Former Police Chief Bill Conger ordered Detective David Olson not to investigate why the city’s shelter was missing cash and missing narcotics, Olson testified.

Conger ordered that evidence taken out of the investigation paperwork, he said. Conger had never ordered him to stop investigating anything before. It was abnormal for him to get so involved in a criminal case, detectives testified.

That April 2015 investigation wouldn’t go beyond Olson’s findings that Frazier had needlessly killed animals at the shelter for years. It wouldn’t be used to convince a prosecutor to bring charges. Instead, it would be a means to persuade Frazier to quietly retire.

Conger called the case “a poker chip,” two detectives recalled.

“’We’re going to use this as a poker chip, kid, because I know about some of this stuff prior and it’s going to look bad if it gets out,’” Olson said Conger told him. “’So we’re going to let her bow out gracefully and retire and we’re not going to submit charges and we’re not going to arrest her.’”

But the scandal at the shelter did get out. The Review-Journal in December reported on the dropped investigation.

Conger told the newspaper in December that he thought Olson “got a little bit ahead of himself” and there was no point going forward on a case that wasn’t going to go very far.

“People get in trouble and resign all the time,” Conger said.

In January, Conger made his own quick exit. His departure — which was so abrupt the city manager found out from a reporter — came a month after public outrage prompted the city to send the case to the Clark County District Attorney’s office for review. The city sought to have Frazier charged with 37 counts of animal cruelty.

Prior to his resignation, some police staffers told the city’s human resources department that Conger was lying when he said he acted as soon as he heard allegations about Frazier. In fact, a full year earlier animal control officer Ann Inabnitt told Conger she had seen Frazier kill her own dog and alter the shelter’s drug log, according to grand jury testimony.

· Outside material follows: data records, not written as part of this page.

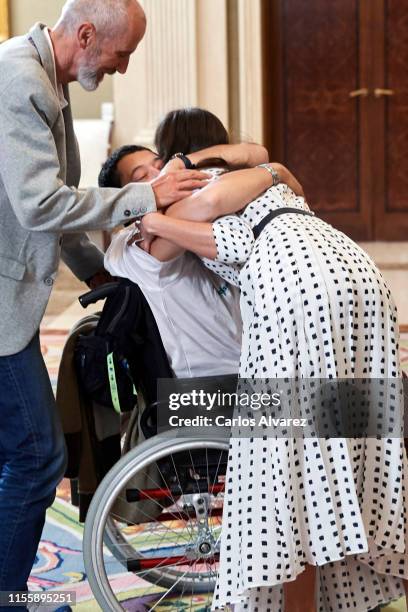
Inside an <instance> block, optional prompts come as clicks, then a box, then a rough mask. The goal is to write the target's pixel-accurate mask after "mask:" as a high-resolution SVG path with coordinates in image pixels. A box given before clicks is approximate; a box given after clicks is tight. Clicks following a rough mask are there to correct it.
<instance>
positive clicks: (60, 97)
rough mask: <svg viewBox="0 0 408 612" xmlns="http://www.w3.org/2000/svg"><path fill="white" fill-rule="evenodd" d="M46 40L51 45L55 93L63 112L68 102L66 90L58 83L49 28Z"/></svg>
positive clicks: (53, 53) (52, 44)
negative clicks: (65, 92)
mask: <svg viewBox="0 0 408 612" xmlns="http://www.w3.org/2000/svg"><path fill="white" fill-rule="evenodd" d="M43 32H44V35H45V38H46V39H47V42H48V44H49V47H50V49H51V55H52V61H53V63H54V83H53V85H54V89H55V92H56V94H57V96H58V98H59V101H60V106H61V110H63V109H64V108H65V107H66V106H68V102H67V101H66V99H65V96H64V90H63V88H62V85H61V83H58V81H57V65H56V63H55V52H54V45H53V44H52V40H51V36H50V31H49V29H48V28H44V30H43Z"/></svg>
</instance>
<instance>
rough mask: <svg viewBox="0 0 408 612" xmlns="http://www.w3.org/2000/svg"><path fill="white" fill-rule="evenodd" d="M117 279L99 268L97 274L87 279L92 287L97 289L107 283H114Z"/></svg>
mask: <svg viewBox="0 0 408 612" xmlns="http://www.w3.org/2000/svg"><path fill="white" fill-rule="evenodd" d="M114 280H115V279H114V278H113V276H111V275H110V274H109V272H107V271H106V270H99V272H97V273H96V274H94V275H93V276H91V277H90V278H87V279H86V281H85V282H86V284H87V285H88V287H89V288H90V289H92V290H93V289H97V288H98V287H100V286H101V285H106V283H112V282H113V281H114Z"/></svg>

Inabnitt testified that Conger told her, “Well kid these things take time to investigate.”

“He just kind of patted me on the head and said he’d look into it,” she told the grand jury. “And I had to believe him at that point that he was looking into some of the things I was telling him.”

Frazier’s attorney has said in court that the former animal control supervisor is adamant about her innocence. Conger could not be reached for comment. A trial for Fraizer on the two animal cruelty counts has been set for Sept. 12.

What would happen to Oscar the dachshund triggered Inabnitt’s initial warning to Conger. It was spring 2014, and it would be another year before any action would be taken and almost another full year before any criminal charges would be brought.

On his last day alive, Oscar had arrived at the shelter happy and, by all appearances, healthy, Inabnitt testified. Frazier, however, was not happy. The dog was a bitter aspect of her divorce, and since she and her husband had separated, Oscar kept peeing on the carpet, and she’d had enough.

Inabnitt testified she told Frazier that the dog just missed Frazier’s husband, “his dad.” All Frazier had to do was wait for Oscar to cope or just give him back, Inabnitt said.

But Frazier cursed at the mention of her ex and brought Oscar to a bank of cages at the back of the shelter. She stuffed him inside a cage and went to the safe where she kept the shelter’s drugs, Inabnitt testified. Then Frazier killed him in a manner against protocol, Inabnitt testified. Inabnitt said she wanted to hold Oscar as he died to comfort him, but Frazier would not allow it.

Frazier stuck him with the drug in his hind leg and went out for a smoke. Inabnitt stared in shock as the dog screamed, banging its head against his cage.

Frazier came back and stuck a syringe directly into unconscious Oscar’s heart, Inabnitt testified. Frazier let the syringe sit there, moving with the dying dog’s fading heartbeat.

Frazier ordered there was to be no paperwork, Inabnitt testified. Inabnitt asked how the drugs used to kill Oscar would be explained. The Drug Enforcement Administration requires a detailed drug log of the schedule 2 narcotic. Frazier told Inabnitt she’d just doctor it.

Before leaving, she told Inabnitt, “This never happened.”